Willing myself to look away, I studied the counter where Patricia had been standing. She evidently had started to make herself a latte, hence the pitcher on the floor and the gallon of milk sitting on the stainless steel counter next to the sink. The heavy glass mug containing Patricia’s double shot of espresso stood next to the milk.

Patricia adored her lattes. I could hear her saying it now, in that slightly Southern accent she’d retained from her childhood. “I ahhdore my lah-tays,” she’d drawl before taking her first sip.

When Caron and I had decided that Brookhills needed its own coffee house, she had introduced me to Patricia over lattes in hopes she would be the third partner we needed to make the project viable. Patricia had agreed—also over lattes—and now here we were again. Over lattes. But this time it was an ending, not a beginning.

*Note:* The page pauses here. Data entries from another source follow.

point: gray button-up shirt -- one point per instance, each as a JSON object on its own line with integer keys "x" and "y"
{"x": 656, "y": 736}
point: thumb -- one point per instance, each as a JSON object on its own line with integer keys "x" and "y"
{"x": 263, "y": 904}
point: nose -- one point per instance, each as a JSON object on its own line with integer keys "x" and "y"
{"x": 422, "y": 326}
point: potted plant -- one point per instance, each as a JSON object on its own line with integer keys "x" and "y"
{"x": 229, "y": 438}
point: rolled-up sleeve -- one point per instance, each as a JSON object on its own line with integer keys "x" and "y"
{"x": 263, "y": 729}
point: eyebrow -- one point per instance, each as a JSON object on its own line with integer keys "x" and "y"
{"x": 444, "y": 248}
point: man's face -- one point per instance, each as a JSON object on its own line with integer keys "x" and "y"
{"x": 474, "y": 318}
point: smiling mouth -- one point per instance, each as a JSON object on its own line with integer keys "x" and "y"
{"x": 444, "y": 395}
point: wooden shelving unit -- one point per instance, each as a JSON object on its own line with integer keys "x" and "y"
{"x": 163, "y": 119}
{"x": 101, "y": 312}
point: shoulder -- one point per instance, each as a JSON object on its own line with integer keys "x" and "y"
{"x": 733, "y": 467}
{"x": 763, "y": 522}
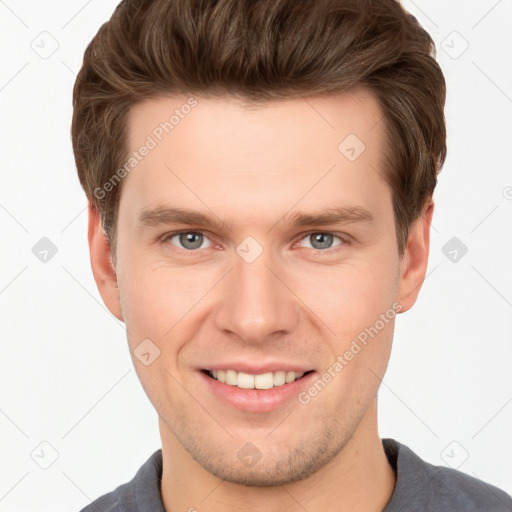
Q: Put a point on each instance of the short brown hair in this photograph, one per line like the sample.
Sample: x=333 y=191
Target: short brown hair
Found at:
x=263 y=50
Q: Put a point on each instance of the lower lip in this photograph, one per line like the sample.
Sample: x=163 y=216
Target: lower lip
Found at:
x=257 y=400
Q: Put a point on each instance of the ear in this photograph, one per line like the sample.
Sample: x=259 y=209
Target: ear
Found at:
x=413 y=265
x=101 y=262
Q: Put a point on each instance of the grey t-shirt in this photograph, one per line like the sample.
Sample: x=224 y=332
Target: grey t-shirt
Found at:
x=420 y=487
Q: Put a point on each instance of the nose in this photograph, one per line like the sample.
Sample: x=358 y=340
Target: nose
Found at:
x=257 y=304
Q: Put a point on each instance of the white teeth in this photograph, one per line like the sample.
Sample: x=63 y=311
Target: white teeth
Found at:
x=245 y=380
x=279 y=378
x=262 y=381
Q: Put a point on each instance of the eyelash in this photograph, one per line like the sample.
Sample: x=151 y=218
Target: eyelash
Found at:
x=316 y=252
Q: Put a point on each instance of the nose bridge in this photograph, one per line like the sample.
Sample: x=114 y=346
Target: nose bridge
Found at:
x=256 y=304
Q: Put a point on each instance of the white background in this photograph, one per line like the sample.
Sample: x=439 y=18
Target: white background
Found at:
x=66 y=377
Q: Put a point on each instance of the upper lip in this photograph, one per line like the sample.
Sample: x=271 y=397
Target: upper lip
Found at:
x=257 y=369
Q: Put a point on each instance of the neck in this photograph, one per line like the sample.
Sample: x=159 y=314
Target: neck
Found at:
x=359 y=478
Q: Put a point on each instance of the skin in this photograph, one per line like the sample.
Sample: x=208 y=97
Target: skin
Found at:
x=252 y=168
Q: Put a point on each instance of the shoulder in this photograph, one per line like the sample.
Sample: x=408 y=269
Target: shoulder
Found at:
x=141 y=493
x=438 y=488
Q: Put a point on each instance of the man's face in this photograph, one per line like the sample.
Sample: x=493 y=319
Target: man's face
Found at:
x=254 y=292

I imagined Patricia coming into the store this morning and making her “lah-tay,” probably planning to drink it as she waited for us to arrive. The store would have been quiet and dimly lit by the backlights as she brewed the shots and poured them into the mug for what she called her “plain brown latte”: just skim milk and espresso—no sugar, no cinnamon, no nutmeg, no flavoring, no nothing. Not even foam on top.

Pouring the milk into the pitcher, she would have begun to steam it and then...then what? Had she had a heart attack? A stroke? Patricia seemed way too young for either, but maybe I felt that way because she and I were the same age.

Forty-two was young, right? Not that I wasn’t getting older by the minute. Unlike poor Patricia. When people die, we always look for reasons it happened to them and won’t happen to us. He smoked and got lung cancer. She drank and drove. But Patricia? What did she do to deserve this, besides being a royal pain in the butt sometimes?

And God knows if that were justification enough, all three of us would be lying there on the floor.

I looked back down at my former partner. Then I looked again. On the palm of her left hand was a bull’s-eye, but reversed. White in the center with the outer ring a fiery red. I moved in closer for a better look.

“What’s that on her hand?” I asked quietly in Gary’s ear.

He jumped—he’s not used to me breathing in his ear, it’s not that kind of relationship—and stood up. Then he steered me toward the sink and away from Caron and David. “I think it’s a burn.” He kept his voice low, too.

A burn? From the milk? It was one heck of a burn to get from steamed milk, which is heated to only about 160 degrees for lattes. I told Gary so.